Empty Benches (from the Boston Review)

There’s a story told about Joe McCarthy—not the right-wing senator from Wisconsin, but the manager of the great New York Yankees teams of the 1930s and ’40s. McCarthy dreamed that he had died and gone to heaven, where St. Peter told him to assemble an all-star team. McCarthy was excited: he’d have Christy Mathewson and Walter Johnson, Honus Wagner, Lou Gehrig. Just then, the phone rang. It was Satan challenging McCarthy to a game. “You haven’t got a chance of winning,” McCarthy exclaimed. “I’ve got all the players.” “Oh, I know that,” Satan answered. “But I’ve got all the umpires.”

The umpire can have a huge impact on how the game turns out, as the Supreme Court’s self-described umpire-in-chief, John Roberts, has shown. But the chief justice ignores this when he celebrates the fact that today’s Court is the first without even a single justice who has served in elective office, claiming that drawing on the lower courts for justices—as opposed to drawing on Congress, governors’ offices, and the Cabinet—has shifted the Court from “fluid” considerations of “policy” to the “more solid grounds of legal argument.” In the Affordable Care Act cases, where the Court narrowly upheld the individual mandate while imposing new and potentially significant limitations on Congress’s commerce and spending clause powers, he wrote that the Justices

possess neither the expertise nor the prerogative to make policy judgments. Those decisions are entrusted to our nation’s elected leaders, who can be thrown out of office if the people disagree with them. It is not our job to protect the people from the consequences of their political choices.

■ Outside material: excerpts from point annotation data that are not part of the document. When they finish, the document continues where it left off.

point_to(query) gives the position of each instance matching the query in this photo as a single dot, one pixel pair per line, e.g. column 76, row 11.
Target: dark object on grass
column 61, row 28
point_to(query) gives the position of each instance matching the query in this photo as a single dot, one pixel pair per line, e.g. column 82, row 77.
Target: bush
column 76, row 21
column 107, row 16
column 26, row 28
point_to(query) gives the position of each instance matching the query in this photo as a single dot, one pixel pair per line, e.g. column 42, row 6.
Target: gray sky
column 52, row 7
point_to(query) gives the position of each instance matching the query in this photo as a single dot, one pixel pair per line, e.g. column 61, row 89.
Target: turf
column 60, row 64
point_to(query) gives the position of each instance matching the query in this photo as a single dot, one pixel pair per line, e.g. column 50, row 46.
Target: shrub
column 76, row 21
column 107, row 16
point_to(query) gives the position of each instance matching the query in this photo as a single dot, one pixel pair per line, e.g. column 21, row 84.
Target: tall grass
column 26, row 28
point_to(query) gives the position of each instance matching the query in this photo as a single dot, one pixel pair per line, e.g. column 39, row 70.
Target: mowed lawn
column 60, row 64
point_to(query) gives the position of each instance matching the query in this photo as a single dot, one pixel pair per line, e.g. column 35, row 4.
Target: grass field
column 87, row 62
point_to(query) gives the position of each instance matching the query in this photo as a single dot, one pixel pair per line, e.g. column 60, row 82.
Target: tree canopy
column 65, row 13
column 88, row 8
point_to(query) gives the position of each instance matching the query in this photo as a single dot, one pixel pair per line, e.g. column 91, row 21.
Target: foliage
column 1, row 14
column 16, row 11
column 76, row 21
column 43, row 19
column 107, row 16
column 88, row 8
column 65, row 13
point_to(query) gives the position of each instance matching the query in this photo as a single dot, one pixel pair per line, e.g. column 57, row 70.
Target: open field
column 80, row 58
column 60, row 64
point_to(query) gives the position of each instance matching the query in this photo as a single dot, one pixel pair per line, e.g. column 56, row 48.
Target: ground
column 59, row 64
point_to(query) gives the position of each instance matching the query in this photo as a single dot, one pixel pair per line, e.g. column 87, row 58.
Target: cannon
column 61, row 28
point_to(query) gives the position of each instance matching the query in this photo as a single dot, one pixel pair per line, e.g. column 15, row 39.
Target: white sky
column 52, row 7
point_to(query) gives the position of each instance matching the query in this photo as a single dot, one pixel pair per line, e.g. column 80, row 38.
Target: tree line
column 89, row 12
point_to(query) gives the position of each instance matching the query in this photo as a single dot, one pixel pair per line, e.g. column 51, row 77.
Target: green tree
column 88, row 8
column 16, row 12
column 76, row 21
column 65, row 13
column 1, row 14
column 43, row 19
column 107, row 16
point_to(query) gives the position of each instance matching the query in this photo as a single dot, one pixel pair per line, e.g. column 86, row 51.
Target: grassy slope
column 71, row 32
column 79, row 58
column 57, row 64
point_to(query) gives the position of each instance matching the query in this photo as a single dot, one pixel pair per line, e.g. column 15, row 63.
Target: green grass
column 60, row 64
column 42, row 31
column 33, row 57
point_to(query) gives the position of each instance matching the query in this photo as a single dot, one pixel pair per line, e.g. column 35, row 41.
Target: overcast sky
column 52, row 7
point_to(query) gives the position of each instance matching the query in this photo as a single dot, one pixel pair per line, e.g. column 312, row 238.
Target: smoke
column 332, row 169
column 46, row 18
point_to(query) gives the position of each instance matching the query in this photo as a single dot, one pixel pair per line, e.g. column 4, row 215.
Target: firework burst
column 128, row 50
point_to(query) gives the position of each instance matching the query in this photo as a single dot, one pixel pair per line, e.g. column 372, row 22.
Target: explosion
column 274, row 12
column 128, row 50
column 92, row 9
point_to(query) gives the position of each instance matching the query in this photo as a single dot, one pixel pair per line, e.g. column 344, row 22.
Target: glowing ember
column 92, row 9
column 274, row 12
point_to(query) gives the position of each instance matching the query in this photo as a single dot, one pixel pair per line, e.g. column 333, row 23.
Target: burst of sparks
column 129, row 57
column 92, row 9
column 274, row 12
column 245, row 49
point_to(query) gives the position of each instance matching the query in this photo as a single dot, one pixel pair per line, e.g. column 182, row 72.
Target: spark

But given how much judges influence policymaking, one of the most important consequences of the people’s political choices is the composition of the courts themselves—and not just the Supreme Court. This past term, the Supreme Court issued opinions in 65 cases after oral argument, the fewest since 1953–4, when it decided Brown v. Board of Education. But the federal courts of appeals disposed of more than 57,000 cases in the year ending last September, and the federal district courts of more than 300,000. The judges serving on these lower courts have tremendous leeway on a range of matters, from sentencing individuals in federal criminal cases to determining whether a plaintiff’s claim of discrimination is plausible enough to proceed to discovery and trial. Federal laws and policies concerning everything from consumers’ rights to privacy to labor protections are enacted by our nation’s elected leaders, yet they often are only as effective as the judges who apply them, case by case.